Tam özgürlüğün olmadığı yerde, insanlıktan söz edilemez.
Kim demişse demiş ama demiş.
Şimdi biz özgür ve bağımsız mıyız?
Evet diyebilen bir adım öne çıksın…
Benim silahlı kuvvetlerim törpülendikten sonra, komşudaki yangına, yine komşu bir ülkenin güya askerlerine izin veriyoruz.
Şu işe, şu çelişkiye bakın.
Oysa ben bugün Cumhuriyetimizin 91. Yılını nasıl kutladık diye yazacaktım.
Cumhuriyetin 91. Yılından bir gün önce yazdığım kısa yazımı, bugün geliştirerek ve neden kısa yazdığımı anlatmaya çalışacaktım.
Olmadı.
Karaman’da göz göre göre gelen bir maden kazsı gündeme oturuverdi.
Bu yazı yazıldığı sırada, yeraltında çalışan 18 maden işçisinden hala haber alınamamıştı.

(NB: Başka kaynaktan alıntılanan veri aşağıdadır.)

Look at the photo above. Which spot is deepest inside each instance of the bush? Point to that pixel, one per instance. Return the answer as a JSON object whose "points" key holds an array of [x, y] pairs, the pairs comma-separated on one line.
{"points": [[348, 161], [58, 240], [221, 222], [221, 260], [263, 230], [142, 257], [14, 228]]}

Bu konuya yine değineceğim ama 29 Ekim günü oturduğum mahalleyi ve Gaziantep’i dolaştığımda, evinin balkonuna bayrak asabilen az sayıda yürekli cumhuriyetçiye tanık olmaktan kahroldum.
Tüm evlerin balkonları, tüm binaların ön yüzleri bayrakla donatılmalıyken, esefle belirteyim ki birkaç duyarlı yurttaşın dışında balkonuna bayrak asan, balkonundan bayrak sallayan kimseye tanık olmadım.
Bayrağını balkonundan, pencere camından asan yürekli cumhuriyetçileri yürekten kutluyorum.
x
Karaman’ın Ermenek ilçesinde bir maden faciası yaşandı.
Önce bakanlar geldi, söyleyecek bir şeyleri yoktu ama konuşturlar, ardından başbakan geldi ve başbakan “çok verimli bir birifink” almakla meşgulken, yer altında sıkışan işçiler hala su basan madenden kurtarılamamışlardı.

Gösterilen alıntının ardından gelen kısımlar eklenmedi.